Fidelity is the sixth asset management firm in the United States to file for a crypto-based ETF, largely due to the resurgence of institutional interest in cryptocurrencies. Its effort follows WisdomTree, Valkyrie Digital Assets. VanEck, FirstAdvisors/Skybridge and NYDIG.
Institutional Demand for Bitcoin in Decline
What’s interesting is the timing of Fidelity’s announcement, as institutional demand in crypto-based financial products have waned as of recent. According to asset management firm CoinShares, there has been a “steady decline” in interest.
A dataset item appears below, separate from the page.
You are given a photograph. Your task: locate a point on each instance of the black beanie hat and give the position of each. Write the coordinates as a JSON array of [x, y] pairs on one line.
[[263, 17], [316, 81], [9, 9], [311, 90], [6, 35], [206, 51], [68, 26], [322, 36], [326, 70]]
In their report, the firm revealed that there was a large decline in Bitcoin investment product trading volumes. They reported that last week’s trading volume was $713 million, compared to an average daily inflow of $1.1 billion for the entirety of 2021. From $240 million to $100 million, total inflows into institutional products saw a drop of 60% in a single week.
With the current volatility in the crypto market, it’s likely that institutions are starting to reconsider the stability and appeal of investing in digital assets. In the past month, “stablecoins” like Bitcoin and Ethereum have seen their prices plummet anywhere between 5 to 10 percent overnight. It’s also important to note that none of the other five Bitcoin ETFs have been approved yet, as the SEC remains cautious of potential regulatory risks. Once the dust settles, however, the market will undoubtedly regain its stability and find regulatory clarity. But until then, institutions are likely to sit by the sidelines.